Lo hizo en un comunicado pactado por los quince Estados miembros y que se retrasó debido a diferencias entre Estados Unidos y Rusia.
Finalmente, el texto responde al fallido ensayo norcoreano del pasado sábado con un lenguaje de compromiso parecido al que el Consejo de Seguridad ha venido utilizando ante otras pruebas de este tipo llevadas a cabo por el país.
El máximo órgano de decisión de Naciones Unidas denunció así el comportamiento "altamente desestabilizador" de Corea del Norte y el "flagrante y provocador desafío" al Consejo de Seguridad que suponen sus lanzamientos de misiles balísticos.

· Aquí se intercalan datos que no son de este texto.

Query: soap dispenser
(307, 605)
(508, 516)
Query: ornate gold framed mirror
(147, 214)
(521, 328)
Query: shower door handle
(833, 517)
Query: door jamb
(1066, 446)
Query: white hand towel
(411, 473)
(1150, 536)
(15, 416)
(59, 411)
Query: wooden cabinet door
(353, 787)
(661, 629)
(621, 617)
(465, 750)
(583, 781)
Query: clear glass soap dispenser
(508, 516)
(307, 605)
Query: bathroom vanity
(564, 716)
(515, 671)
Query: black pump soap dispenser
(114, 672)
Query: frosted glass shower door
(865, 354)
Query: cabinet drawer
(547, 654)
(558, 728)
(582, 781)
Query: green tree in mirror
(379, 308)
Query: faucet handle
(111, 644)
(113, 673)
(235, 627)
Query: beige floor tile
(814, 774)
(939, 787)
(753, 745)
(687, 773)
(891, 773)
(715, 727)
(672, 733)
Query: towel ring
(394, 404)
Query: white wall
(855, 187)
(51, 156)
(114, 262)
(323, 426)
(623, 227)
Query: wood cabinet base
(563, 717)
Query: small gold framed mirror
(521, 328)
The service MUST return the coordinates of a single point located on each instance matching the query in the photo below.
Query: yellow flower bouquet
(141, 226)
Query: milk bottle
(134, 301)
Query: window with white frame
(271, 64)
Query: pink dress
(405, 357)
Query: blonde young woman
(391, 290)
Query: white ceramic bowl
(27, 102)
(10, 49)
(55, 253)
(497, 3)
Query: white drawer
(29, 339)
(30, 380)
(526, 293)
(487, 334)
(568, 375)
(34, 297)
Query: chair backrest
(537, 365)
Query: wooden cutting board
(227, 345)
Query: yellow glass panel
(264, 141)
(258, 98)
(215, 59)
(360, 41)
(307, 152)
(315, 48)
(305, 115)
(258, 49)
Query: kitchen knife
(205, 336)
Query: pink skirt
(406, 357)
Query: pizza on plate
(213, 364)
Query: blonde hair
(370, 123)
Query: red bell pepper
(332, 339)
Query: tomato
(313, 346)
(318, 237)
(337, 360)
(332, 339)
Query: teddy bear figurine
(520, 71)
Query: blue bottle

El país asiático tiene prohibido este tipo de ensayos, considerados por la comunidad internacional como parte del desarrollo de sus programas de armas nucleares.
Claves
Los quince países aseguraron que están listos para imponer nuevas "sanciones" al régimen norcoreano, endureciendo ligeramente un párrafo.
Pese al acuerdo final, la negociación del texto deparó un nuevo capítulo en las tensiones entre EE.UU. y Rusia en Naciones Unidas.